Read the stanza carefully and answer the questions that follow-

O, it hurts me she cried, Wiping a reddened eye

For I love this house, it hurts me much To watch it die.

When I grow old, I said,

And very very rich

I shall rebuild the fallen walls

And make new this ancient house.

My great grandmother

Touched my cheeks and smiled. She was really simple.

Fed on God for years

All her feasts were monotonous For the only dish was always God

And the rest mere condiments.

Questions:

(i) What does “a reddened eye” imply? 

(ii) Do you think the love for things hurt?

(iii) What does the sentence, “she was really simple” denote? 

(iv) Explain “For the only dish was always God”.

(v) What mute message does hide in a touch given to the cheek with one’s face smiling?

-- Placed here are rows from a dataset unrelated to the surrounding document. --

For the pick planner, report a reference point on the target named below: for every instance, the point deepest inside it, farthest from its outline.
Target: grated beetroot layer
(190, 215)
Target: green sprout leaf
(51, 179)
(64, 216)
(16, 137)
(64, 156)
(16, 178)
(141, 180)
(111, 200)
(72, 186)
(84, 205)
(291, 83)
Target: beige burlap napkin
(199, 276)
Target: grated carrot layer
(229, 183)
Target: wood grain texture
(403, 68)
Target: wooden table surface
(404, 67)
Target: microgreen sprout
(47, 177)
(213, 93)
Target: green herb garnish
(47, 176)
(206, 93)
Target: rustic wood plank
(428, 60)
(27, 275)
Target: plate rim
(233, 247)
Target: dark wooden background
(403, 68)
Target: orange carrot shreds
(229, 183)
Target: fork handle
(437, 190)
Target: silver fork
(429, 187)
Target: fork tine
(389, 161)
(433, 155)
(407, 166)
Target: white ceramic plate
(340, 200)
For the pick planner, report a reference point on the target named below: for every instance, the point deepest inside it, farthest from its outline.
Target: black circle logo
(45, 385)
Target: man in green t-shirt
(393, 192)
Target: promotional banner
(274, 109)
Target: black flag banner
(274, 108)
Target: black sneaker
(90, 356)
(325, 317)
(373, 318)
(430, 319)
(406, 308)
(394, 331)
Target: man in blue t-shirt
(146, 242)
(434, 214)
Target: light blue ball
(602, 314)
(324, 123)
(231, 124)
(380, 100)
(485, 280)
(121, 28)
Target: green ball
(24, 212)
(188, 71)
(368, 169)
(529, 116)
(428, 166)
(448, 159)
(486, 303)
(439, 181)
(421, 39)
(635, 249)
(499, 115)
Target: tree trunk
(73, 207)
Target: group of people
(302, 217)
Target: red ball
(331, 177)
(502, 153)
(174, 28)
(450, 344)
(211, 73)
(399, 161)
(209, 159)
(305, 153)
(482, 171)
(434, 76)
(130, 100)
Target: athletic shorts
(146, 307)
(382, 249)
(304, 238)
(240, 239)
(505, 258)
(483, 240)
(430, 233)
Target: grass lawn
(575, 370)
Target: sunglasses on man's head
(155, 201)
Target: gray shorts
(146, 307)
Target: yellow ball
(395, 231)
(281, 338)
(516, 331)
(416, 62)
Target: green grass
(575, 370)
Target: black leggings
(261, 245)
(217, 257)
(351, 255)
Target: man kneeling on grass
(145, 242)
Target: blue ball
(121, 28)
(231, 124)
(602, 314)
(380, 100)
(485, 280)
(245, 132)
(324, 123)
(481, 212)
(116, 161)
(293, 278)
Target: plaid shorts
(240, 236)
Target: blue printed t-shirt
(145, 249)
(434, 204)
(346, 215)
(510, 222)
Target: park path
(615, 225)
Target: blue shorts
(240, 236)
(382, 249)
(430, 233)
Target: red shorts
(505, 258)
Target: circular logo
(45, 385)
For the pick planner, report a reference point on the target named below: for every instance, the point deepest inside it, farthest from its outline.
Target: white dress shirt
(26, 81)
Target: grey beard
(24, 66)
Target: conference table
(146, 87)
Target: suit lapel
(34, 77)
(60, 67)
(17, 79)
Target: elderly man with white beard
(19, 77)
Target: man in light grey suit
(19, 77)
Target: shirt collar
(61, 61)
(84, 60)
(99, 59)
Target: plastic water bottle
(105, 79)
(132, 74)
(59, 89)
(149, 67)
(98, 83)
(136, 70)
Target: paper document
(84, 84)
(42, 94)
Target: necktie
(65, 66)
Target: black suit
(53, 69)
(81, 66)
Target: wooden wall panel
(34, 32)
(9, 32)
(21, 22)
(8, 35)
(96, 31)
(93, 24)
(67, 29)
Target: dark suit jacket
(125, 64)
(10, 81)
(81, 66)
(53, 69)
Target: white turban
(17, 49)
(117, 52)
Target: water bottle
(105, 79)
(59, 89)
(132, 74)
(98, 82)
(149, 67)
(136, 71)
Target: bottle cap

(vi) What is implied by “All her feasts were monotonous? 

Answers:

(1) Red is an excitant colour. It symbolises the passions that one bears in the core of his temperament (i.e. a product of wisdom, ego and mind). The first stanza reveals the passion of that old lady for getting her house retrofitted and repaired. However, she could not do this throughout her lifetime, as it was three hundred years old. A consolation and assurance given by the poetess, therefore, filled that old lady’s eyes with tears of gratitude for the poetess.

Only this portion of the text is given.